When we are creating a tensor, at this time, we can use the cpu() function.
Syntax
Example
In this example, we will create two-dimensional tensors: data1 and data2 with 5 numeric values each in row and perform ne().
import torch
#create a 2D tensor - data1 with 5 numeric values in each row
data1 = torch.tensor([[23,45,67,0,0],[12,21,34,56,78]]).cpu()

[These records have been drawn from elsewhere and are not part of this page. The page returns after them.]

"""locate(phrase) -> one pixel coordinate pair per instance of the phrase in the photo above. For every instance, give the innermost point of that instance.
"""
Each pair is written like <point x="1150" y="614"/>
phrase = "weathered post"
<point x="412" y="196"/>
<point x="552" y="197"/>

#create a 2D tensor - data2 with 5 numeric values in each row
data2 = torch.tensor([[0,0,55,78,23],[10,20,44,56,0]]).cpu()
#display
print("First Tensor: ",data1)
print("Second Tensor: ",data2)
#ne() on data1 and data2
print("Compare two tensors: ",torch.ne(data1,data2))
Output
First Tensor: tensor([[23, 45, 67, 0, 0],
[12, 21, 34, 56, 78]])
Second Tensor: tensor([[ 0, 0, 55, 78, 23],
[10, 20, 44, 56, 0]])
Compare two tensors: tensor([[ True, True, True, True, True],
[ True, True, True, False, True]])
Working
- 23 not equal to 0 – True, 12 not equal to 10 – True
- 45 not equal to 0 – True, 21 not equal to 20 – True
- 67 not equal to 55 – True, 34 not equal to 44 – True
- 0 not equal to78 – True, 56 not equal to 56 – False
- 0 not equal to 23 – True, 78 not equal to 0 – True
Conclusion
In this PyTorch lesson, we discussed torch.eq() and torch.ne(). Both are comparison functions used to compare elements in two tensors. In torch.eq(), if both the elements in a tensor are equal, it will return True. Otherwise False is returned. The torch.ne() is used to compare all the elements in two tensors. If both the elements in a tensor are not equal, it will return True. Otherwise False is returned. We also discussed these functions that will work on a CPU.